Restructuring a grammar to make it LALR(1) requires a lot of thought and skill and inexperienced users often give up. I once spent a month trying to remove the conflicts in the SQL/2 grammar specified by the SQL ISO standard; I managed to get the number down from over 1,000 to a small number that I decided I could live with.

It has taken a long time for parser generators to break out of the 64k mentality, but over the last few years it has started to happen. There have been two main approaches: 1) LR(n) provides a mechanism to look further ahead than one token, ie, n tokens, and 2) GLR parsing.

I think that GLR parsing is the future for two reasons:

  • It is supported by the most widely used parser generator, bison.
  • It enables working parsers to be created with much less thought and effort than a LALR(1) parser. (I don’t know how it compares against LR(n)).

GLR parsers resolve any language ambiguities by effectively delaying decisions until runtime in the hope that reading enough tokens will resolve local ambiguities. If an ambiguity in the token stream cannot be resolved a runtime error occurs (this is the one big downside of a GLR parser, the parser generated by a LALR(1) parser generator may produce lots of build time warnings but never produces errors when the parser is executed).

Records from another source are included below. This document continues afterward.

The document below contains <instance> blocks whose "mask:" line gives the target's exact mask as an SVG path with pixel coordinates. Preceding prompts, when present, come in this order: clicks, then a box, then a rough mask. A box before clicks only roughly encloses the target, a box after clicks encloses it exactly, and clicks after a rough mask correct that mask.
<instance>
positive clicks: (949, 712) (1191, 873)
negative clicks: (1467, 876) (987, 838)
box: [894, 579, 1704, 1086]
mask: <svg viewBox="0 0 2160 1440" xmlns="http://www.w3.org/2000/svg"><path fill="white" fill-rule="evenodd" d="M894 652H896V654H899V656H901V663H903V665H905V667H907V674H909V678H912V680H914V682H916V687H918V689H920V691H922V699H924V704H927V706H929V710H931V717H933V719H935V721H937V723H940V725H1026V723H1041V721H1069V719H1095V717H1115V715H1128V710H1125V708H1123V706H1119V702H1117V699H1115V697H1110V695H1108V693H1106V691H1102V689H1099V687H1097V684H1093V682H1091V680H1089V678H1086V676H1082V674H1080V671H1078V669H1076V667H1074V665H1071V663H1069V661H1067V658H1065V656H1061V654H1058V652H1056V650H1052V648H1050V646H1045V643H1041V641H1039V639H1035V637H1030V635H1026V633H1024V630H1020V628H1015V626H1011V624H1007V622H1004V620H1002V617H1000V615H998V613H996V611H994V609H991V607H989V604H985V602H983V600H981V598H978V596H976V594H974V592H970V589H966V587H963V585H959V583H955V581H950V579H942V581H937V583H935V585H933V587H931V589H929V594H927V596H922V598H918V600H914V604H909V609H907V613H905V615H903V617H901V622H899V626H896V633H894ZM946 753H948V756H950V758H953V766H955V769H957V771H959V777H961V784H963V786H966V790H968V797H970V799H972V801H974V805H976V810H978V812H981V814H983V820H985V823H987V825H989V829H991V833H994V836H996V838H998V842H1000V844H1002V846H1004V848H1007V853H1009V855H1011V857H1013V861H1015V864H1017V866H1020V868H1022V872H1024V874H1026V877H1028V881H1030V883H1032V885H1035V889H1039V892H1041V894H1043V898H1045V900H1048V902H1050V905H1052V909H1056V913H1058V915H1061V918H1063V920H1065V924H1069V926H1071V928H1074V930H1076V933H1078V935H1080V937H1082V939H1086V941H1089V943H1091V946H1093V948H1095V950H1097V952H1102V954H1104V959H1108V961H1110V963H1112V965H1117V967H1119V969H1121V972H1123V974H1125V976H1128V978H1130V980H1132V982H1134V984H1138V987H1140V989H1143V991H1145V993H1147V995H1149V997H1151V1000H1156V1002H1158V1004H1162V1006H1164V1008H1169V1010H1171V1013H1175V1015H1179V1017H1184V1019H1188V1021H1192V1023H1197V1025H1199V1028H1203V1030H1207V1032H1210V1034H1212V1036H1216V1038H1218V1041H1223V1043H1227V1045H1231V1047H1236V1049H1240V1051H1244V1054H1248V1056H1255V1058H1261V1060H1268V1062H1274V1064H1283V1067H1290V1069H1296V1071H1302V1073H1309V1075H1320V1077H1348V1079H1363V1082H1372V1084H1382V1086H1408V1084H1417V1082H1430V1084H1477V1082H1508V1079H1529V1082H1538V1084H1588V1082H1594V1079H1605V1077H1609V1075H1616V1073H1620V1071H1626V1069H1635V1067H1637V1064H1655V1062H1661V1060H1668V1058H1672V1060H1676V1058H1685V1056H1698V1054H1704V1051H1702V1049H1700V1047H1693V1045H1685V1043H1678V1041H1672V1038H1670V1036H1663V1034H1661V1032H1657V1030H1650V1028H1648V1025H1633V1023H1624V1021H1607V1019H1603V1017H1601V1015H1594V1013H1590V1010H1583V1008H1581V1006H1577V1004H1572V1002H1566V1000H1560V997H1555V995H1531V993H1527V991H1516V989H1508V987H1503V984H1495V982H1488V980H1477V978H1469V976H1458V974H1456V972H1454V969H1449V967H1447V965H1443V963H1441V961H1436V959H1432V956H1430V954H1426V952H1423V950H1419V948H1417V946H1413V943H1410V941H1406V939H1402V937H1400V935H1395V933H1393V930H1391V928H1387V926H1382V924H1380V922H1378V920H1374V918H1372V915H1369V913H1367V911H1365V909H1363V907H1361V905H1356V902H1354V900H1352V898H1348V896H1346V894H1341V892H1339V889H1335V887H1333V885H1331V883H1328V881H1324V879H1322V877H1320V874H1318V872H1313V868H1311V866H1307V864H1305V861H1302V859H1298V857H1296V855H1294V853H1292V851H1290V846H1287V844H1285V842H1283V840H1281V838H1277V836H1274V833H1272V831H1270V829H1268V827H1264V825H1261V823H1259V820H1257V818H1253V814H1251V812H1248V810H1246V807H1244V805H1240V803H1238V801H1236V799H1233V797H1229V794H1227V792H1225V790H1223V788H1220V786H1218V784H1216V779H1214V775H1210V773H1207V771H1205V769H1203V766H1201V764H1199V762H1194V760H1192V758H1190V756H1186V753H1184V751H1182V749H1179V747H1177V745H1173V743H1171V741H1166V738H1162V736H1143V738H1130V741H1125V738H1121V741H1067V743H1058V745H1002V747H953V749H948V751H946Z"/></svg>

One example of a truly ambiguous construct (discussed here a while ago) is:

x * y;

which in C/C++ could be a declaration of y to be a pointer to x, or an expression that multiplies x and y.

Tools that can detect these global ambiguities in a grammar are starting to appear, e.g., DTWA is a bison extension.

I reviewed an early draft of the new O’Reilly book “flex & bison” and tried to get the author to be more upbeat on GLR support in bison; I think I got him to be a bit less cautious.